I promised to write some more about that amazing mountaineering woman, Elizabeth Alice Frances Le Blond and, not wanting to disappoint anyone, here’s part two.

It’s important to note that she wasn’t just a woman for climbing big rocky hills. She also found time to write books on genealogy. She wrote a two volume work based on Charlotte Sophie, Countess Bentinck, an ancestor of hers. Charlotte was born in 1715 and was a descendent of William the Silent*.

The book is made up from letters that Charlotte wrote to her niece, and which Liz found in 1907, safely locked away in an old Dutch chest in Killincarrick House in Ireland. According to Liz, these letters were written by a “…highly cultivated, highly educated, widely read and brilliantly clever woman of the world, who was on friendly terms with many of the best known people in Europe.”

Liz hints at mysteries and scandals in the introduction, indicating the Dunkelgraf as being one of them. This is a wonderful little (possibly) urban legend which you can read about here.

Charlotte of the amazing hair and impressive dress sense

In order to complete the books, she carried out extensive research in the Netherlands and Germany. She did nothing by half!

We all know about Florence Nightingale but Liz was there too! Volunteering during WWI at a hospital in Dieppe and then, after returning to England, took charge of the appeal department of the British ambulance committee. At the conclusion of the war, she founded the British Empire Fund for the Restoration of Rheims Cathedral.
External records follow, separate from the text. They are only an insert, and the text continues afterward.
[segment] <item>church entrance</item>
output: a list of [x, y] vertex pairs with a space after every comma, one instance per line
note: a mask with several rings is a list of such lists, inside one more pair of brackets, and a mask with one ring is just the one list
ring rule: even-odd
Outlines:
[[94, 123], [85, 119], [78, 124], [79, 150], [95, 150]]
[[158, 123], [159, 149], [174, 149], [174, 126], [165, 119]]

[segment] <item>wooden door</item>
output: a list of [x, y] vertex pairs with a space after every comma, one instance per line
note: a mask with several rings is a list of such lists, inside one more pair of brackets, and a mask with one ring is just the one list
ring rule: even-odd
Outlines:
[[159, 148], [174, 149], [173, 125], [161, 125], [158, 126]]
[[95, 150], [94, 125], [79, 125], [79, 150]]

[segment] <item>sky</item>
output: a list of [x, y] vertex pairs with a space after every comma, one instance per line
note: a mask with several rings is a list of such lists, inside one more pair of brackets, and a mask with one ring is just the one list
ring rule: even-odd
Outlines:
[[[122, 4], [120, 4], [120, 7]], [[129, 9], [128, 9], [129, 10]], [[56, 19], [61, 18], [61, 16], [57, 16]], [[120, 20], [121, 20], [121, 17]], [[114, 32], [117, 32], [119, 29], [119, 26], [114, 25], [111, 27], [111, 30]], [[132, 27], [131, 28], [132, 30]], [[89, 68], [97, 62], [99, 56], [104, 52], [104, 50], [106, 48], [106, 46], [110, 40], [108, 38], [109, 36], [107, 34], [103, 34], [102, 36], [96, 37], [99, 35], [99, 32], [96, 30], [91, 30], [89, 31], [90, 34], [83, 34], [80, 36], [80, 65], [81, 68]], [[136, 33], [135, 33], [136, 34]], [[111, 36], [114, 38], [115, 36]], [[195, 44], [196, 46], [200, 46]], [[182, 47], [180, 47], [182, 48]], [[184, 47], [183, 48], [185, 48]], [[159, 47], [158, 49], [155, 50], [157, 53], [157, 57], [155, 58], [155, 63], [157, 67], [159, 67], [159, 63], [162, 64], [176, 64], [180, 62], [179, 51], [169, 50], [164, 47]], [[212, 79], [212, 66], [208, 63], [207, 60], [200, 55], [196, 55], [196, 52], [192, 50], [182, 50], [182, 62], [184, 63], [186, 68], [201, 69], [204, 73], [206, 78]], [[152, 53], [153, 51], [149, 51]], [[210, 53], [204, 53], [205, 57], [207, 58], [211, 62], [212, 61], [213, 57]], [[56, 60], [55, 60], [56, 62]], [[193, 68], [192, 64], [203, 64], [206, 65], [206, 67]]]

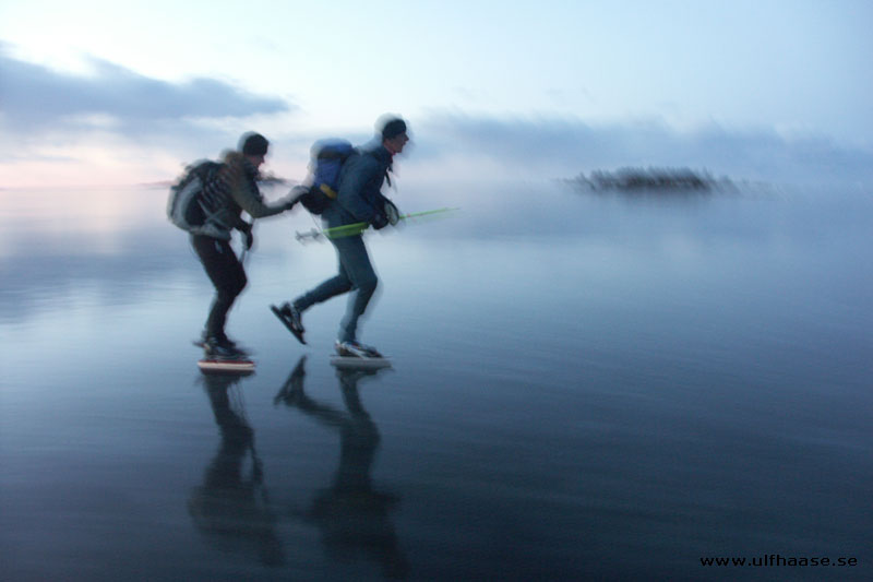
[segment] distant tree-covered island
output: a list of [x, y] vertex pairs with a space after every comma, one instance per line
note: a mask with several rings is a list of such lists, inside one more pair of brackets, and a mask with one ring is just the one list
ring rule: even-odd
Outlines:
[[729, 178], [715, 179], [704, 171], [689, 168], [633, 168], [623, 167], [614, 171], [594, 170], [567, 180], [573, 186], [590, 191], [620, 192], [709, 192], [716, 189], [732, 188]]

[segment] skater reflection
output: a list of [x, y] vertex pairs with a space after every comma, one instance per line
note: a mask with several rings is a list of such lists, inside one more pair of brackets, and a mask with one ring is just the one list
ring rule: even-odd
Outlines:
[[[203, 485], [191, 491], [188, 510], [200, 533], [216, 549], [254, 558], [264, 566], [282, 566], [285, 557], [254, 450], [254, 432], [246, 419], [241, 393], [235, 390], [240, 381], [239, 376], [203, 375], [222, 444], [206, 466]], [[246, 475], [248, 458], [251, 470]]]
[[373, 489], [370, 471], [379, 449], [380, 436], [358, 395], [358, 382], [375, 377], [379, 370], [337, 370], [346, 411], [319, 403], [303, 391], [306, 356], [276, 395], [285, 403], [339, 431], [339, 467], [333, 483], [321, 489], [303, 519], [321, 530], [322, 542], [332, 558], [349, 560], [363, 555], [376, 561], [388, 579], [408, 574], [406, 557], [398, 547], [388, 512], [399, 498]]

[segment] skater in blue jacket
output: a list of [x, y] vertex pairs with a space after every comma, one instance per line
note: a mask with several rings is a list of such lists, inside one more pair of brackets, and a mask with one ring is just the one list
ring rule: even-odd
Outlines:
[[[343, 165], [336, 200], [322, 214], [327, 228], [369, 223], [380, 229], [388, 224], [391, 214], [396, 216], [396, 207], [382, 194], [381, 189], [392, 169], [394, 156], [403, 152], [408, 141], [403, 119], [387, 117], [381, 120], [373, 142], [358, 147]], [[295, 336], [306, 343], [302, 312], [315, 304], [351, 292], [339, 325], [336, 353], [340, 356], [382, 357], [379, 351], [361, 344], [357, 337], [358, 320], [367, 310], [379, 283], [363, 238], [357, 234], [330, 240], [336, 249], [339, 272], [292, 302], [284, 304], [279, 309], [280, 317]]]

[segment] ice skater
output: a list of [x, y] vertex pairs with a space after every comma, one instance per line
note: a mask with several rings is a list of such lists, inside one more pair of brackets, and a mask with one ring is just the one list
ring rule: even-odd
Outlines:
[[[371, 224], [376, 230], [388, 224], [388, 216], [397, 215], [396, 207], [381, 192], [392, 169], [394, 156], [403, 152], [409, 141], [406, 122], [399, 117], [383, 117], [376, 124], [376, 135], [367, 145], [356, 149], [343, 165], [339, 190], [322, 214], [326, 228]], [[336, 249], [338, 273], [291, 302], [276, 309], [288, 329], [301, 342], [302, 313], [315, 304], [351, 292], [345, 317], [339, 324], [335, 343], [337, 355], [343, 357], [381, 358], [375, 347], [358, 341], [358, 320], [375, 292], [376, 277], [361, 234], [331, 237]]]
[[208, 357], [247, 355], [225, 333], [227, 312], [248, 283], [242, 262], [230, 247], [230, 231], [235, 228], [240, 230], [246, 237], [246, 249], [251, 249], [254, 241], [252, 224], [242, 219], [242, 211], [252, 218], [261, 218], [290, 210], [297, 202], [296, 198], [288, 198], [275, 205], [264, 203], [256, 178], [268, 146], [270, 142], [260, 133], [244, 133], [239, 150], [227, 152], [222, 166], [203, 185], [206, 228], [191, 235], [191, 246], [215, 286], [215, 297], [201, 337]]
Always the one for gender equality, she went as far as to create a club for women called The Forum. It would appear that this no longer exists. At least I’ve not been able to find anything out about it!

She died in far flung Wales – Llandrindod Wells, to be exact – in 1934. An amazing woman with an equally amazing zest for life. She’s my hero!

Stopping for a quick breakfast on a mountain in Switzerland

* There’s a number of given reasons why William the Silent was called ‘the Silent’. The one I particularly like is because he refused to talk openly to the King of France about the hated protestants in France at that time, preferring to remain silent on the matter.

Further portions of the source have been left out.